Here is a hand. How do I know? Look closely, asshole, it's clearly a hand.
Look, if you really insist on doubting that here is a hand, or anything else, there's nothing really I can say to convince you otherwise. What the tits would the world even look like if this weren't a hand? What sort of system is your doubt endorsing? After all, you can't just say "It's not true that here is a hand." You have to be endorsing some other picture of the world. [...]
So it turns out when I say things like "Here is a hand" I'm not really making a claim about the world, I'm laying down some rules for discussion. If you doubt there's a hand here, then fuck you and that's all there is to it. We can't really talk about anything now, because we can't even agree on something as simple as a goddamn hand. When we all agree here is a hand, then we can go about discussing our world in meaningful ways. Skepticism just undermines a foundation and replaces it with nothing; it[']s paralyzing. The grounds for such radical skepticism don't exist; it presupposes and relies on the very certainty it tries to undermine.
This is more practical than you realize. There are people who actually believe that the world is only 6,000 years old. What the fuck, right? But if you've ever talked with one of them, you know that they're fucking impossible to have what you consider a 'reasonable' discussion with. It's not like they don't have answers for everything, it[']s just that those answers don't make any fucking sense to you. It[']s the sort of gibberish that makes you want to scream. The problem is that you don't even play the game by the same goddamn rules. You're both certain of your positions, because those positions are logically derived from the worldview each of you endorses as your starting point, and you both look at each other's foundations and say, "Seriously, what the fuck are you talking about?" You don't even know how you would go about convincing them that you're right and they're wrong; you don't even agree on a method by which to do that.
If you flew to some part of the world where they'd never heard of an airplane or even a bird, how the fuck could you convince them you flew? They don't even know what that means.
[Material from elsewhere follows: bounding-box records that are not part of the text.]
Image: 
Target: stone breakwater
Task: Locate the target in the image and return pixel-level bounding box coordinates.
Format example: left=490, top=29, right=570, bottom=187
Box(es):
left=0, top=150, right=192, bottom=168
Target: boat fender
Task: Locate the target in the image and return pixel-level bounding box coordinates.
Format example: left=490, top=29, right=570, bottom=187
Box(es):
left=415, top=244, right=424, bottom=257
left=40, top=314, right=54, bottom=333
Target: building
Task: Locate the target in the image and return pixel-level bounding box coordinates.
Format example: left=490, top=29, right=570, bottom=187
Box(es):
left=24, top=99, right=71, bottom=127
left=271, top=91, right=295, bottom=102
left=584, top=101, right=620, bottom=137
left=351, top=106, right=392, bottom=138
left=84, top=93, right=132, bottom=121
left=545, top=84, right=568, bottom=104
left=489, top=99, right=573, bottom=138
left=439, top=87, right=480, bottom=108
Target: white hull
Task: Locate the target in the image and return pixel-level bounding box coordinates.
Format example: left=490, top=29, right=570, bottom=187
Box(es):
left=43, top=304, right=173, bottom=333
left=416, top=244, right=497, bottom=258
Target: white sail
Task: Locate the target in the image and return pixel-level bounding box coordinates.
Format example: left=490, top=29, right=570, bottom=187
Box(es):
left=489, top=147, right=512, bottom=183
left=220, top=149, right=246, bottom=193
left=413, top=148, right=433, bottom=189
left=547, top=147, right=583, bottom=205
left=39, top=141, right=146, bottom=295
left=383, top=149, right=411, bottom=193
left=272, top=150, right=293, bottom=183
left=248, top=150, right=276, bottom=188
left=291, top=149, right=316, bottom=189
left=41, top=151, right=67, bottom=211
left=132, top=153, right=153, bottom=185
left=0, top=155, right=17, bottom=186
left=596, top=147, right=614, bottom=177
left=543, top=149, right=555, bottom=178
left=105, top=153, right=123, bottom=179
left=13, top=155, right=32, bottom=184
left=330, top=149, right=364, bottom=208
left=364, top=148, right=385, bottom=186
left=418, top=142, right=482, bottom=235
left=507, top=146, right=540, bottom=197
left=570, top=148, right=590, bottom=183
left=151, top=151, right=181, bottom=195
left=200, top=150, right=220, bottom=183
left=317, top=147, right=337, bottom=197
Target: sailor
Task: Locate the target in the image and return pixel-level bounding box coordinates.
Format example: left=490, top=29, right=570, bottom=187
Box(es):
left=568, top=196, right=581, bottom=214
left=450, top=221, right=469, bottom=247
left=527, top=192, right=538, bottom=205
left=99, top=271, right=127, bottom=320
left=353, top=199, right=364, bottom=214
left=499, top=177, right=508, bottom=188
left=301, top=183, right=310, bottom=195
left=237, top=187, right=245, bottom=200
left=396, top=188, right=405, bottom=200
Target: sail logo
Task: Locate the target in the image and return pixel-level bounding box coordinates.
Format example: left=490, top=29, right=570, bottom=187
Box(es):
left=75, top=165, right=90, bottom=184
They would have all sorts of questions, and would consider your answers nonsensical or magical. When a non-believer is told that God exists, he reacts in the same way; also, a believer when he is told there is no God.
So everything we believe about the world is built on some sort of foundation. Sure, that foundation can change, but there is always something there at the base, and it is that base that enables us to talk about the world. Not everyone has the same base you do, and that has to be okay. Just know that some of your beliefs are just as unsupported as everyone else's. It's just the way it is, bro.
— Philosophy Bro summarizing Wittgenstein's "On Certainty". (I'm not sure the summary is very true to the original but it's interesting nonetheless.)
Certain methods for obtaining beliefs are better than others, though. It turns out that one method gives you a ~4.5 billion year old Earth, but also cellphones, computer networks, plentiful food, eradication of many diseases, spaceflight, lolcats, and so on an so forth. The other method gives you an Earth that's as old as you want it to be, and good feelings, and... what else ?
One of the many problems with solipsism is that it lacks an application.